If the threads are CPU-bound, the ideal number is equivalent to the number of CPUs you have available to you. If many of the threads are waiting on file I/O or database accesses or network traffic or OS events (and so on), then a couple of hundred may be okay. But, in your case, that appears not to be so.

A thread pool is really a way to avoid continuously creating and destroying threads in situations where that could be relatively inefficient. For example, if it takes ten seconds to start a thread and each only does one second of work, then a thread pool would be ideal.
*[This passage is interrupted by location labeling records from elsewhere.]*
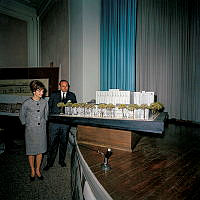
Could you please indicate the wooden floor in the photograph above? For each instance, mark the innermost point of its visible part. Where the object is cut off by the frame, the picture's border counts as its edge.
(160, 168)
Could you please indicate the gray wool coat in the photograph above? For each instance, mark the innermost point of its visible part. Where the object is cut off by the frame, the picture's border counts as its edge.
(33, 115)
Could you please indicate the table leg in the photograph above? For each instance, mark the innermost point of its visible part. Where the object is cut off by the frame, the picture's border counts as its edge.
(135, 138)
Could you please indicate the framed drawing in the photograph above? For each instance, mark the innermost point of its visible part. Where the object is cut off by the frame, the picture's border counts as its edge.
(20, 86)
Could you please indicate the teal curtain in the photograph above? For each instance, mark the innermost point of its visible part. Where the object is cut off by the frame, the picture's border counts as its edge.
(117, 54)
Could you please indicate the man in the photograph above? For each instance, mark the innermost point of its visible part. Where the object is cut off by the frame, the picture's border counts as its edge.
(58, 133)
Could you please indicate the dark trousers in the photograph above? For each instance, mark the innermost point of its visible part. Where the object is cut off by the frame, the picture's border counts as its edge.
(58, 138)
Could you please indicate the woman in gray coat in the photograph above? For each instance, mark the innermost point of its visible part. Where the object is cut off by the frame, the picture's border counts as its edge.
(34, 114)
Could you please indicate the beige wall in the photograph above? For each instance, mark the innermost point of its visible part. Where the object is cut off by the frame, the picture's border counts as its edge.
(13, 42)
(55, 37)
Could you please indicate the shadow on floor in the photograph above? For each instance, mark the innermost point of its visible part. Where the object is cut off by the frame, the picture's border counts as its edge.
(15, 183)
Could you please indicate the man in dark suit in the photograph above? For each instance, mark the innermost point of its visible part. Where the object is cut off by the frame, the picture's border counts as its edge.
(58, 133)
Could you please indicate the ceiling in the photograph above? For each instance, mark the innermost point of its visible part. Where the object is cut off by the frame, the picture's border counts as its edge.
(37, 4)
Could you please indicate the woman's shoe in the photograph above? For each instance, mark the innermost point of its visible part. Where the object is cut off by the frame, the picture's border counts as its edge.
(41, 177)
(32, 178)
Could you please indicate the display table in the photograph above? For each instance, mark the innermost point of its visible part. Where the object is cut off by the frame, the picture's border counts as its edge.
(127, 139)
(84, 183)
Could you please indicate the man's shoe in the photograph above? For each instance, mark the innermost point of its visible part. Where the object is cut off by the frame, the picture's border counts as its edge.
(62, 164)
(47, 167)
(41, 177)
(32, 178)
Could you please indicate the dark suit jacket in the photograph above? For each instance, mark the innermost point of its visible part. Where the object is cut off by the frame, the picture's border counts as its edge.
(55, 98)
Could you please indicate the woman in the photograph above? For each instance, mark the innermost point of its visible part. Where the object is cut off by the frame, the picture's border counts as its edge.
(34, 114)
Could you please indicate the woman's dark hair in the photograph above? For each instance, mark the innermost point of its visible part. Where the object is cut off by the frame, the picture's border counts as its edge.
(35, 85)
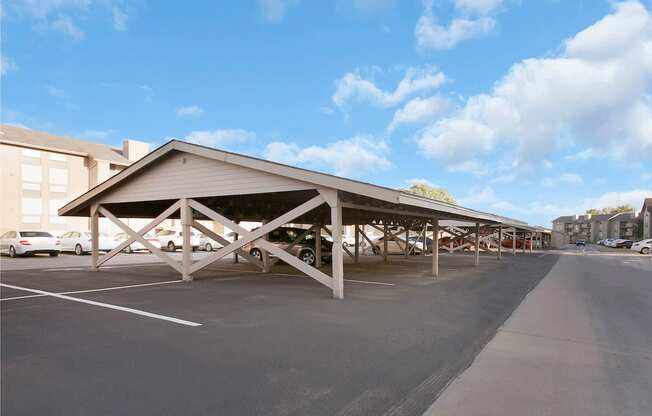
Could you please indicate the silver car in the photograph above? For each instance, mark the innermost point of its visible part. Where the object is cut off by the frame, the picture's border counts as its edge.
(20, 243)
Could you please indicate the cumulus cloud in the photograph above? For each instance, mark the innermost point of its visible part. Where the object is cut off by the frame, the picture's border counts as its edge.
(356, 156)
(353, 88)
(220, 137)
(191, 110)
(274, 11)
(419, 110)
(595, 92)
(430, 34)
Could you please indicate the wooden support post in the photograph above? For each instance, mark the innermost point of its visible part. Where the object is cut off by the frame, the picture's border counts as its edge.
(435, 247)
(95, 237)
(356, 241)
(317, 245)
(384, 242)
(338, 255)
(265, 254)
(407, 242)
(186, 231)
(477, 243)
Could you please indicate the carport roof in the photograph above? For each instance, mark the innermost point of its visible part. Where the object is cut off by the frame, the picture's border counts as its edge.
(388, 201)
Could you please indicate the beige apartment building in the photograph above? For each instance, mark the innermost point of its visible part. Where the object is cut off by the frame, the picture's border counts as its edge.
(41, 172)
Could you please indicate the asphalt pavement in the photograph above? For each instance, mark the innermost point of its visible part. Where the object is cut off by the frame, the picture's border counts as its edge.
(579, 344)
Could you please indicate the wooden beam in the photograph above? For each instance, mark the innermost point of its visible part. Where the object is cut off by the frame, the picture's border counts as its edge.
(155, 250)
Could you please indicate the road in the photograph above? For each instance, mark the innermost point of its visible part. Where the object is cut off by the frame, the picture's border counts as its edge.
(579, 344)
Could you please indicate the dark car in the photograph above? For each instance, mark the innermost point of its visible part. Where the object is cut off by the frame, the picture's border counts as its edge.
(283, 237)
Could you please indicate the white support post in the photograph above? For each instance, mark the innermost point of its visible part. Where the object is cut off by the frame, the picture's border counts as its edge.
(333, 200)
(384, 241)
(265, 254)
(435, 247)
(477, 243)
(407, 242)
(318, 246)
(95, 237)
(356, 241)
(186, 230)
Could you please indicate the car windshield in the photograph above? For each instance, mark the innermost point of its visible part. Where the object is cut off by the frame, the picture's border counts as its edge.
(35, 234)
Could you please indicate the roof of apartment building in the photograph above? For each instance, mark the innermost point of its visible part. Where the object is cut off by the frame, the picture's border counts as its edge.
(24, 137)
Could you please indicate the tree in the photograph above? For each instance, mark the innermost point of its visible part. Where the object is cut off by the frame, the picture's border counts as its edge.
(610, 210)
(439, 194)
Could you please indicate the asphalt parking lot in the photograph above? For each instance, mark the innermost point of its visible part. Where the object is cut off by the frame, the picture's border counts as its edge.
(135, 340)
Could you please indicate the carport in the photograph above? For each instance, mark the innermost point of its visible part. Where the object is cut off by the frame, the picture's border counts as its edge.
(192, 183)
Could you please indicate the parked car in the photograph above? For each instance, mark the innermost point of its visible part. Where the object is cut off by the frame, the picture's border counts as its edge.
(80, 242)
(136, 245)
(643, 246)
(282, 237)
(171, 240)
(622, 243)
(207, 244)
(18, 243)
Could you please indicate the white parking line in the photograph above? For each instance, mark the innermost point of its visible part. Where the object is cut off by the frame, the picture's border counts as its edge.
(95, 290)
(105, 305)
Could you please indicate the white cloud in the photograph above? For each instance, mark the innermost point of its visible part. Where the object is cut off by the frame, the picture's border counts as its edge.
(191, 110)
(352, 87)
(419, 110)
(432, 35)
(119, 19)
(595, 92)
(65, 25)
(274, 10)
(478, 6)
(220, 137)
(356, 156)
(7, 65)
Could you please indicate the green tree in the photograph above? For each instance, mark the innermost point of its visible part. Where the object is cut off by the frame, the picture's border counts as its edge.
(611, 210)
(439, 194)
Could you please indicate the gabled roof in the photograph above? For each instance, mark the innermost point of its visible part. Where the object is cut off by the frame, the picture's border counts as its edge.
(23, 137)
(388, 195)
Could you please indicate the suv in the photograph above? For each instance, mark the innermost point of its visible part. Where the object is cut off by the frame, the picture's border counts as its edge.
(282, 237)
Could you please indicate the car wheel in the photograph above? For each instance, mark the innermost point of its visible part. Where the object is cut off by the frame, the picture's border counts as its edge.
(307, 257)
(256, 253)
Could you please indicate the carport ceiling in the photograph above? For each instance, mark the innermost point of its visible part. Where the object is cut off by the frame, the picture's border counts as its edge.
(249, 189)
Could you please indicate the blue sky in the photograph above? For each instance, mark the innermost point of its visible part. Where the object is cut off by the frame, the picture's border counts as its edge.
(530, 109)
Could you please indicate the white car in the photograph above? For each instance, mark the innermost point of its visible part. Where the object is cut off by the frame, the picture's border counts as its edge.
(18, 243)
(136, 245)
(173, 239)
(80, 242)
(643, 246)
(208, 244)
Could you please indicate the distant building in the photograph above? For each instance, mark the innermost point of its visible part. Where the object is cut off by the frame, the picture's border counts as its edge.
(568, 229)
(41, 172)
(646, 215)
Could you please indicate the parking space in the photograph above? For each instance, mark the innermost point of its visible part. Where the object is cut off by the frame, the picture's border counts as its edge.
(264, 343)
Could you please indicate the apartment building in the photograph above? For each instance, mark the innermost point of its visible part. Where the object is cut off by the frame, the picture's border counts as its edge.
(41, 172)
(571, 228)
(646, 215)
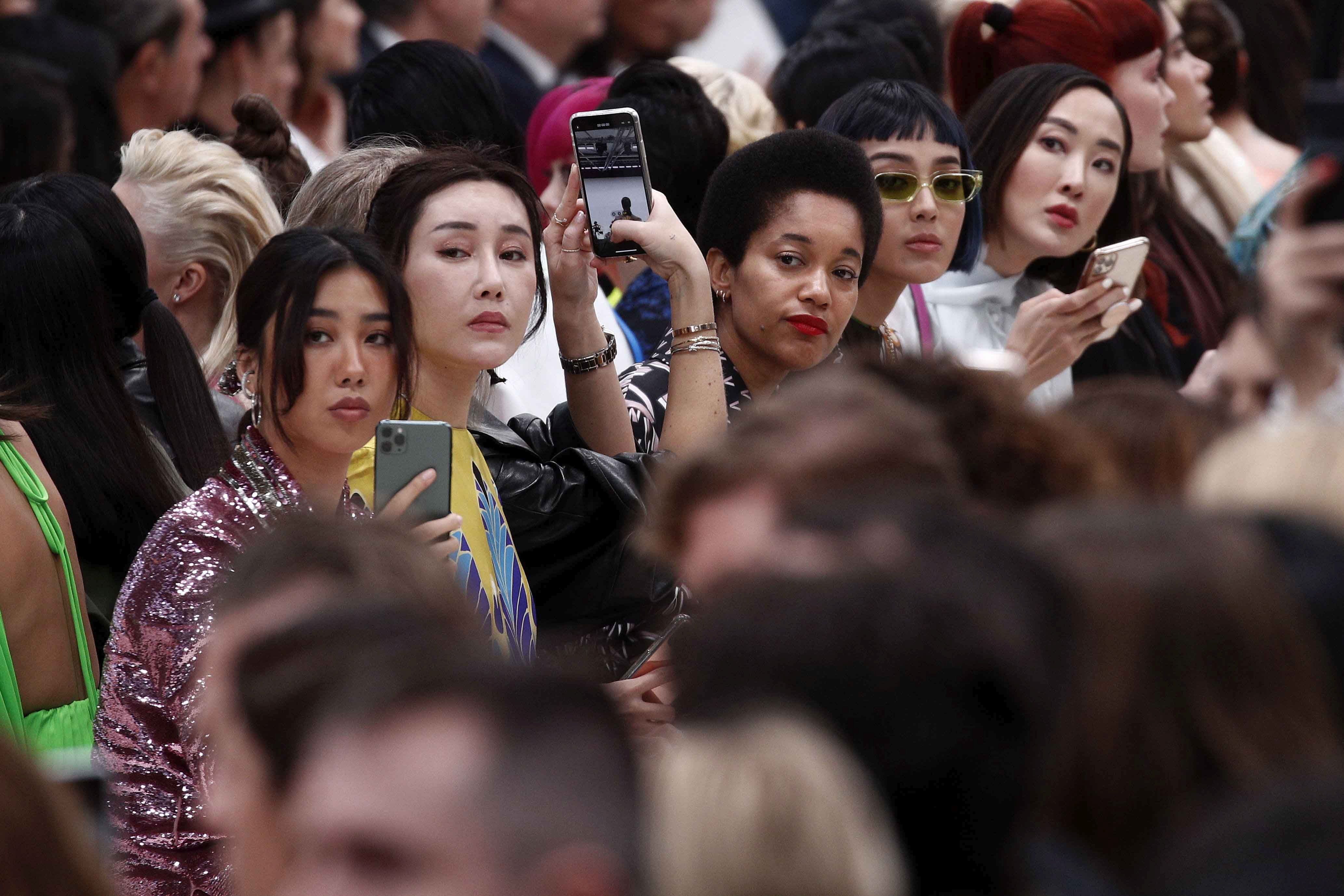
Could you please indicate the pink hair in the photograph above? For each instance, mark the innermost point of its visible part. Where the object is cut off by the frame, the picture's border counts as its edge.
(549, 128)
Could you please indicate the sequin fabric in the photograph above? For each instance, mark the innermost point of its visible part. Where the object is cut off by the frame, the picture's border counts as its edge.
(156, 764)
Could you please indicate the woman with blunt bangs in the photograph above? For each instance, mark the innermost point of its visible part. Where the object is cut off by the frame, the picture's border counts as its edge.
(326, 349)
(913, 141)
(1056, 147)
(193, 424)
(466, 230)
(789, 228)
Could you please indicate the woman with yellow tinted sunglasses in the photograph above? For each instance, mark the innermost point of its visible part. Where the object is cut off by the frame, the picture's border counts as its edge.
(930, 223)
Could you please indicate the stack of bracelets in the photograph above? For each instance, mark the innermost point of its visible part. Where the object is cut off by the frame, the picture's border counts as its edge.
(695, 343)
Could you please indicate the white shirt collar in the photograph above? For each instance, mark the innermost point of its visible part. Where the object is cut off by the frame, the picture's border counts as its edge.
(539, 69)
(384, 37)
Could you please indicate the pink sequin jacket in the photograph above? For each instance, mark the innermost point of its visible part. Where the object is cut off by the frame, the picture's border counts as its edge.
(151, 690)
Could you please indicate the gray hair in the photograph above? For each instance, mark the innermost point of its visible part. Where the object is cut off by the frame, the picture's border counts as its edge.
(340, 194)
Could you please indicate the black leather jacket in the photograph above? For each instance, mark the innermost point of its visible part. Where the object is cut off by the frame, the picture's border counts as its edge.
(573, 512)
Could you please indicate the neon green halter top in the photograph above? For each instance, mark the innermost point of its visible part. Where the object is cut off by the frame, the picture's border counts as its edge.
(69, 727)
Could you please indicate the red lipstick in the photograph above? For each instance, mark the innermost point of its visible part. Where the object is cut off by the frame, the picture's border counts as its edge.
(810, 325)
(350, 410)
(1064, 216)
(490, 323)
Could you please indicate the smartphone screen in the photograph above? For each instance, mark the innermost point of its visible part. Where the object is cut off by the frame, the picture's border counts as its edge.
(611, 156)
(405, 449)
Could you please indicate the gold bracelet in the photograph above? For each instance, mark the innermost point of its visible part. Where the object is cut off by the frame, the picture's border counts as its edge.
(697, 328)
(698, 344)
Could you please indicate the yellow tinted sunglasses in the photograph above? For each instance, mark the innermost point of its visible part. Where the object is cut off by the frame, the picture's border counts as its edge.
(947, 186)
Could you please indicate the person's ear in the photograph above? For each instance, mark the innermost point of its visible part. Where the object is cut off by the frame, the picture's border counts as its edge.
(248, 361)
(193, 283)
(721, 272)
(577, 870)
(150, 66)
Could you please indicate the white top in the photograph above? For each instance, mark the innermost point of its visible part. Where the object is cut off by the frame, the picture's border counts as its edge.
(535, 382)
(384, 37)
(538, 68)
(972, 313)
(740, 37)
(315, 158)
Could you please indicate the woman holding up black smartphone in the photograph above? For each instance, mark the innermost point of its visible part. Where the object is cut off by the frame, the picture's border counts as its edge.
(791, 226)
(467, 231)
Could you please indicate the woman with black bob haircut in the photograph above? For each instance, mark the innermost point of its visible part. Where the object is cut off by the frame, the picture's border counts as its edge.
(324, 351)
(1054, 144)
(789, 229)
(193, 424)
(545, 503)
(432, 93)
(57, 357)
(913, 141)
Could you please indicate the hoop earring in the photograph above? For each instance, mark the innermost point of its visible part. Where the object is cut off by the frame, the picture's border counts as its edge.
(252, 397)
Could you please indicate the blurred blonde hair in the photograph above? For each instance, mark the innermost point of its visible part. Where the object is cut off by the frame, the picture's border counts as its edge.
(768, 805)
(340, 194)
(1296, 469)
(743, 101)
(204, 203)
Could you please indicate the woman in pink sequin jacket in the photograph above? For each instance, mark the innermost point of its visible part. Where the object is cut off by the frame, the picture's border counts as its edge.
(326, 349)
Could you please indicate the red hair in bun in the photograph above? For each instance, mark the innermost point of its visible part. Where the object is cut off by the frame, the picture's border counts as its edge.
(1097, 35)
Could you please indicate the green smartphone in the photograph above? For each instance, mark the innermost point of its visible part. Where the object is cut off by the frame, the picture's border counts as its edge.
(405, 449)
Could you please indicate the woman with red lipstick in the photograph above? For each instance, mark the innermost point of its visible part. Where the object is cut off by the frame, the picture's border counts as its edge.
(1054, 143)
(932, 221)
(326, 349)
(789, 226)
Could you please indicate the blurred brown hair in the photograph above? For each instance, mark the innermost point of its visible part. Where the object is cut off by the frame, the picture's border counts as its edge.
(44, 852)
(835, 430)
(1011, 456)
(263, 139)
(1194, 675)
(1152, 433)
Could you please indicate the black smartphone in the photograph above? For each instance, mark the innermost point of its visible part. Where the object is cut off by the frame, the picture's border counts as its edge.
(404, 451)
(1324, 117)
(678, 621)
(613, 174)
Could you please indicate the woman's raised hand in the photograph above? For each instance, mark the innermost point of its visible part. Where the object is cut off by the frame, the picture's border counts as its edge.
(569, 250)
(668, 246)
(1054, 328)
(435, 533)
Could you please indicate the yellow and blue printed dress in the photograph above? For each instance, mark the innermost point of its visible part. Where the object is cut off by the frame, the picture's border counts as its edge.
(488, 570)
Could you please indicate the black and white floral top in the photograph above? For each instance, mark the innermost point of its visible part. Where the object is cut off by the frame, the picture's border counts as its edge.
(646, 389)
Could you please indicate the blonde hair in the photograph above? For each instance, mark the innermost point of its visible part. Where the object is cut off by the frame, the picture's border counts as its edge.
(769, 805)
(204, 203)
(340, 194)
(743, 101)
(1296, 469)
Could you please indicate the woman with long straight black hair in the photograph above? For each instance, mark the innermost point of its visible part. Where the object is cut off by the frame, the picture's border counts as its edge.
(57, 355)
(191, 422)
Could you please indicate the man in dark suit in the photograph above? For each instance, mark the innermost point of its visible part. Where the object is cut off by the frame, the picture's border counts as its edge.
(529, 44)
(388, 22)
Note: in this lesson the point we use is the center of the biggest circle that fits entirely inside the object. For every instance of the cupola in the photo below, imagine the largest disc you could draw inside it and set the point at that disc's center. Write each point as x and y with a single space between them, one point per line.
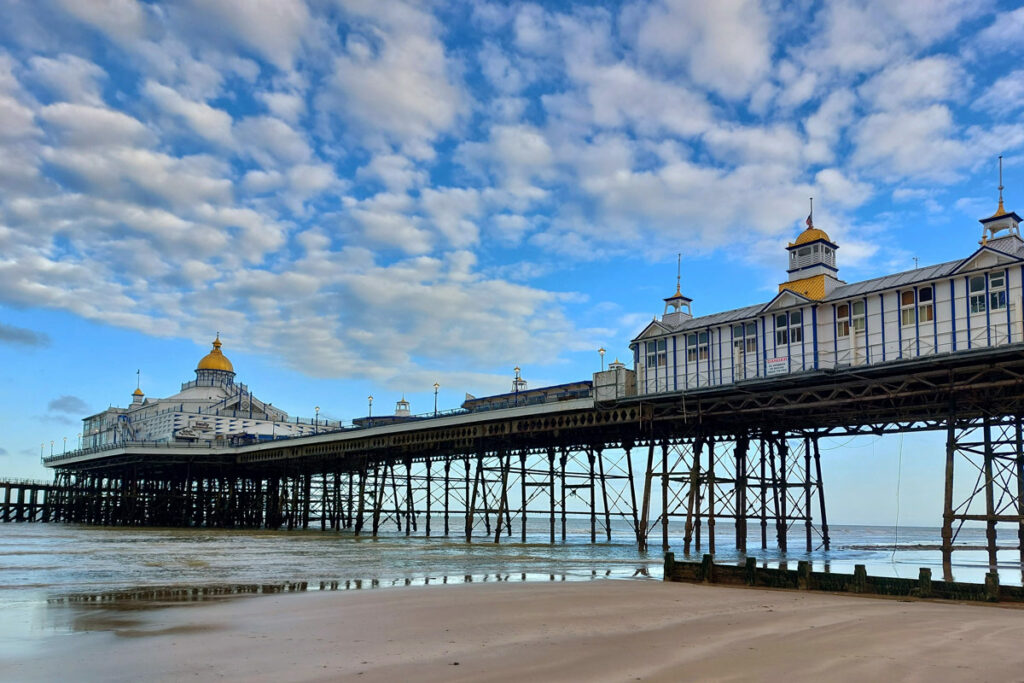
812 262
677 307
214 368
1000 220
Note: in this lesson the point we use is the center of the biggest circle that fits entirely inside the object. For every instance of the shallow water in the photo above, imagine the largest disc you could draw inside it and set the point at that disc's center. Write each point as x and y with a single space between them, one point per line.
54 578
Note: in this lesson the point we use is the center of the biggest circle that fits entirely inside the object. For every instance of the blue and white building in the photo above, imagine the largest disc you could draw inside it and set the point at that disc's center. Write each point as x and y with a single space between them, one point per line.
818 322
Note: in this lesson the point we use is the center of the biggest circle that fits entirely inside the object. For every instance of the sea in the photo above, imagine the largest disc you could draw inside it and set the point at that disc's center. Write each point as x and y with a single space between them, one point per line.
51 575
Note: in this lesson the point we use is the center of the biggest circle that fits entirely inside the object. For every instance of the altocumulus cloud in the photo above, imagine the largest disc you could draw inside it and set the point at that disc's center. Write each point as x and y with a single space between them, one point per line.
69 404
23 336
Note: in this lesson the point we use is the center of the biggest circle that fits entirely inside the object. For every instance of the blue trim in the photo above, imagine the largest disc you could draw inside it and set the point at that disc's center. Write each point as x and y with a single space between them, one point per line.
967 297
952 309
1006 285
686 361
720 380
675 367
732 345
867 337
882 323
835 338
988 314
814 333
764 344
803 352
916 322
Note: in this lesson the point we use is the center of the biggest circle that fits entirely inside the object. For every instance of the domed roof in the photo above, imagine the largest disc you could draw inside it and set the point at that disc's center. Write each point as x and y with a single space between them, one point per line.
215 359
811 235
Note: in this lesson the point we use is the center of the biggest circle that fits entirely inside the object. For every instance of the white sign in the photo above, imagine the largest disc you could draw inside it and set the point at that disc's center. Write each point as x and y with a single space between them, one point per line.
779 366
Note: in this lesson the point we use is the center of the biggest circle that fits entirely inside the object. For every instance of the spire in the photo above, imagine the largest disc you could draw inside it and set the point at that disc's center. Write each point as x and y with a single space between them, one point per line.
1000 211
1001 219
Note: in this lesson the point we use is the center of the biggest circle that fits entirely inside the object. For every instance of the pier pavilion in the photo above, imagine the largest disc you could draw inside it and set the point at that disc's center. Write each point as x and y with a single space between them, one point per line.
719 419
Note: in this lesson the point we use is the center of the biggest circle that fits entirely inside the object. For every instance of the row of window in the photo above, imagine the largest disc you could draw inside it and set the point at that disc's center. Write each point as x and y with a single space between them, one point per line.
915 308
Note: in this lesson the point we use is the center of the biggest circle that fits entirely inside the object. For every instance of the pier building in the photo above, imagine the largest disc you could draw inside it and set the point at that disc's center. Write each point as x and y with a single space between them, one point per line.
211 409
818 322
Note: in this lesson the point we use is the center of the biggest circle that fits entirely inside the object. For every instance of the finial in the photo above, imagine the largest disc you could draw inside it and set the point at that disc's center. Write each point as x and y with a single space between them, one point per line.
679 272
1000 209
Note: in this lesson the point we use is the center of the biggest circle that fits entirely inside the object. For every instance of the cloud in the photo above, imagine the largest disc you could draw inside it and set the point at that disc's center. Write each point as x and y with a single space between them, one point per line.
394 81
23 337
70 404
207 122
725 45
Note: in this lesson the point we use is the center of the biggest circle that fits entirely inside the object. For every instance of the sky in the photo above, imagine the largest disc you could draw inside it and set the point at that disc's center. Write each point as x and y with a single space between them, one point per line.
367 198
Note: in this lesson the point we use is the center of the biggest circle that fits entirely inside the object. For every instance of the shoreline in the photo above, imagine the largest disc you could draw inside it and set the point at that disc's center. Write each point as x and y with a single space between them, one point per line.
598 630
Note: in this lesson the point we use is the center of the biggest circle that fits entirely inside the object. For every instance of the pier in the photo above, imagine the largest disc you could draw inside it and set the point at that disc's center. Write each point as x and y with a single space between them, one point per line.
671 464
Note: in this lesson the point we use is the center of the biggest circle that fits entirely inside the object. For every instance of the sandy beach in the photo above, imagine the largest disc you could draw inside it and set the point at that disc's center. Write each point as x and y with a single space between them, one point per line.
592 631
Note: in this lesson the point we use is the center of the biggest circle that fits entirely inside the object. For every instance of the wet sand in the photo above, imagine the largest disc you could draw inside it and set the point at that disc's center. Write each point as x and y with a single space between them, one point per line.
593 631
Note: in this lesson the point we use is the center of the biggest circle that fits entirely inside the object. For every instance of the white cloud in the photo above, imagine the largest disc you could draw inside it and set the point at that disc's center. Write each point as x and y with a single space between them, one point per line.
1005 95
726 45
85 126
207 122
70 78
395 81
915 83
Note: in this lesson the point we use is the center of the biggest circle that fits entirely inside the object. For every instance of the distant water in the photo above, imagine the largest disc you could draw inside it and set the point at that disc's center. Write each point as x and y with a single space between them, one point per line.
47 569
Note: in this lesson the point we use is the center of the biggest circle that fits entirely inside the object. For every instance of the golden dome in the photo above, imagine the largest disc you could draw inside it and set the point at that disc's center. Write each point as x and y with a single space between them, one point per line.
810 235
215 359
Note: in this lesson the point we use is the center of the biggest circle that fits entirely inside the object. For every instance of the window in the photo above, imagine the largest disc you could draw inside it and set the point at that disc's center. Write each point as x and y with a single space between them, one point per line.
906 305
657 353
843 321
926 307
857 315
997 291
977 286
781 330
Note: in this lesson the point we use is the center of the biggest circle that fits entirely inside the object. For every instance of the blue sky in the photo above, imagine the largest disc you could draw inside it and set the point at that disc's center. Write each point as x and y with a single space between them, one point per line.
368 198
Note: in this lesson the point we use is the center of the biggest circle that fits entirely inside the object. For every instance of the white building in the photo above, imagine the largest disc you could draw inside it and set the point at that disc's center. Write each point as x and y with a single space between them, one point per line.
212 408
817 321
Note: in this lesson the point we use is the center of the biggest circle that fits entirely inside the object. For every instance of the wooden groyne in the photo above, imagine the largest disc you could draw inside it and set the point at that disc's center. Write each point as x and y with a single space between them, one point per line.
803 578
26 501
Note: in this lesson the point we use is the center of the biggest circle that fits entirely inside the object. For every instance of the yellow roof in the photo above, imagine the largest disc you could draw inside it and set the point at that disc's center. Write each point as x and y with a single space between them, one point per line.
810 235
812 288
215 359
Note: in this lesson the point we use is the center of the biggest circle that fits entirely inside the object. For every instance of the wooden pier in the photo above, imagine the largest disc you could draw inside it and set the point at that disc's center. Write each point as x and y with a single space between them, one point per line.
676 463
27 501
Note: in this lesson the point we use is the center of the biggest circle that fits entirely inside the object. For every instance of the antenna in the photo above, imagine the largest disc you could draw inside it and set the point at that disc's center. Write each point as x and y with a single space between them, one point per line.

Given that you're likely to be reducing the number of threads to something substantially less than four hundred (say about two or four), which will in turn ramp up the work done by each, a thread pool may not be needed. But again, it depends on the amount of work that will be done by the threads compared with their startup cost.

To keep it simple, I'd start with the non pool version and only contemplate changing if there's a serious performance issue. Otherwise you may be giving yourself extra work for no real benefit.

You can still divide up your work into four hundred units but the best approach will be to simply queue them up and have each of your threads pull an item from the queue when it's ready to process one. That way, the work is automatically balanced among CPUs. If, for some bizarre reason, CPU number 1 runs twice as fast as the others, it will automatically get twice as much of the workload.

This is more important than you think, simply because it's a near certainty that the CPUs will be doing other stuff as well - they're unlikely to be totally dedicated to just doing this work.